= Nenad Prokić =

Serbian playwright and theatre director

Nenad Prokić GCPMM, OFS is a Serbian playwright, theatre director, one of the founders of the Liberal Democratic Party (Liberalno demokratska partija) and professor of 20th Century Drama at University of Arts in Belgrade (Univerzitet umetnosti u Beogradu) from 1995, he was the playwright-in-residence at Yugoslav Drama Theatre (Jugoslovensko dramsko pozorište, JDP Beograd) in Belgrade (1985–1995) and at Slovenian National Theatre (Slovensko narodno gledališče, SNG Maribor) in Maribor (1991–1995). He has served as the Director of Belgrade International Theatre Festival (Bitef) and Bitef theatre (Bitef teatar) in two consecutive mandates (1997–2005).

==Biography==
Prokić is one of the founders of Belgrade Circle (Beogradski krug) and of Forum of Writers (Forum pisaca). He is the author of the novel Alpha Foxtrot and of numerous theatre plays. His play Metastable Grail (Metastabilni Graal) is in the Anthology of Contemporary Serbian Drama.

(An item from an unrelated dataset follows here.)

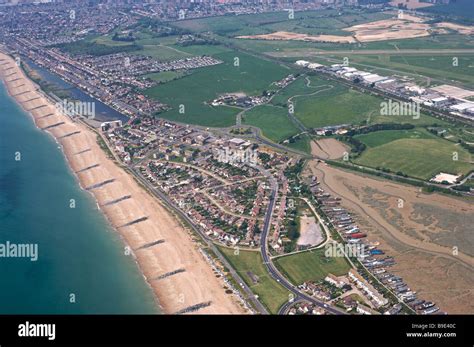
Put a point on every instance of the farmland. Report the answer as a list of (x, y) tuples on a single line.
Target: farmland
[(380, 138), (311, 266), (272, 120), (249, 265), (439, 67), (252, 76), (421, 157)]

Other plays include: House of Bergmann, Fear for the Border, Homo Volans, Fathers and Forefathers (Dramatisation of Slobodan Selenic), In the Search of Marcel Proust, Dantes Divinus, The Russian Mission, The Last Days of Mankind (Adaptation of Karl Kraus), Le Petit et le Grand Theatre du Marquis de Sade, Edelheim, Finger Trigger Bullet Gun, Thankless Croatian Son (TV Script about A.G Matoš)...

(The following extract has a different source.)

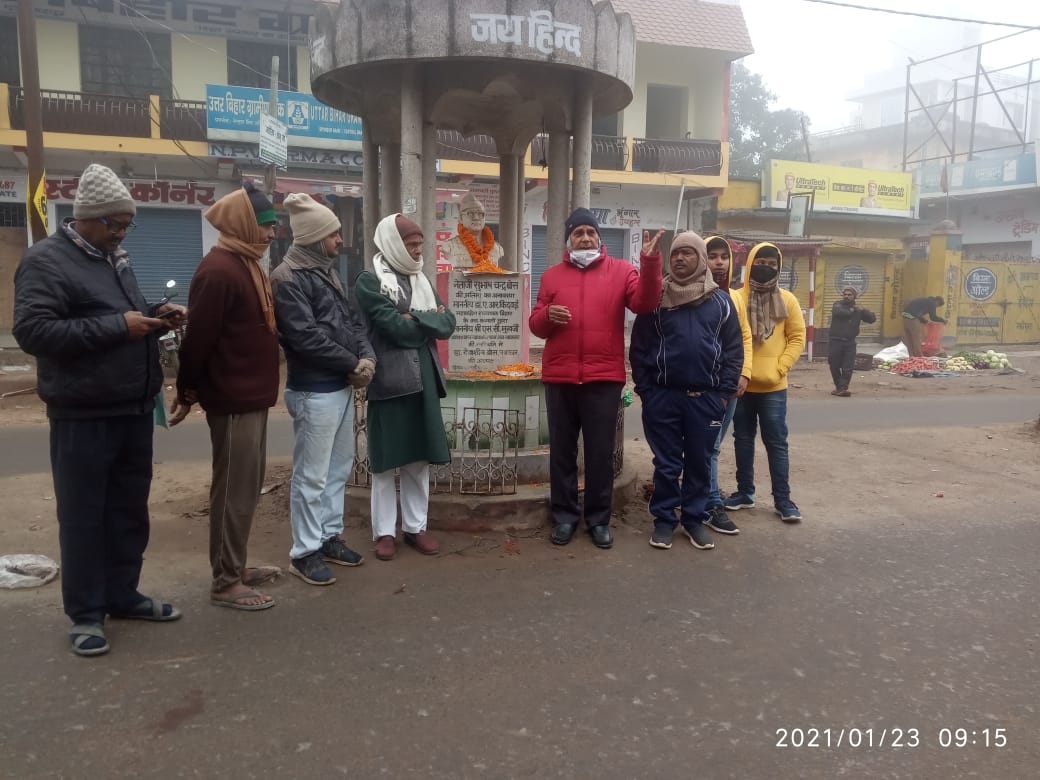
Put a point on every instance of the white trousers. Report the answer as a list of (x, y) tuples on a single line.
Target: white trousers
[(414, 499)]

The last premieres of his plays were held in Halifax (James Dunn Theatre), Canada; London (LIFT Festival) and Birmingham (BE Festival), UK.

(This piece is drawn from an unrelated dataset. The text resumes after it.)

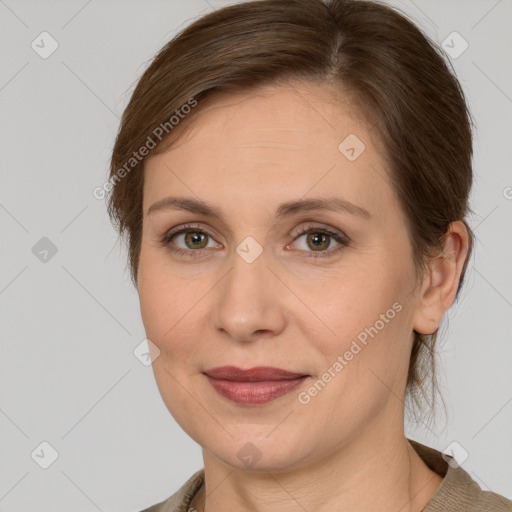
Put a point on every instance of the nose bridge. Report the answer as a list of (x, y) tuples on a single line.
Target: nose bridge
[(248, 302)]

Prokić directed the following pieces for the theater: Follie a Deux (Adaptation) by Heiner Mueller (Yugoslav Drama Theater), The Servants by Jean Genet (Bitef Theater), Helver's Night by Ingmar Villqist (Bitef Theater), Let's Talk About Life and Death by Krzysztof Byzio (Bitef Theater), The Unapproachable and Mercy Payable in Advance by Zanussi/Zebrowsky (Bitef Theater), Faraway by Tamara Bosak (Bitef Theater). Nenad Prokić wrote Absent Discourse Voices thesis dedicated to the work of Karl Kraus.

Prokić was MP in the Parliament of Serbia in two consecutive mandates and he is the Founder and the first President of the Friendship group with Sovereign Military Order of Malta in the Serbian Parliament. The Prince and Grand Master of the Sovereign Military Hospitaller Order of Saint John of Jerusalem, of Rhodes and of Malta, fra Matthew Festing decorated Prokic with the knightly PRO MERITO MELITENSI Cross of Grand Officer of the Sovereign Military Order of Malta, on June 15, 2012.

Since October 2014 Nenad Prokić is an Advisor for Humanitarian Issues at the Embassy of Sovereign Military Order of Malta to the Republic of Serbia. He is a diplomat of the Sovereign Military Order of Malta and serves as the Deputy Head of Mission, Minister-Counselor, at the Embassy of the Order to the Republic of Serbia since 2024.
== Distinctions ==
- Grand Cross Pro merito Melitensi

==Quotes==
- "Serbia will become a modern country—with Serbs or without them!" [applause] - during the party's founding session.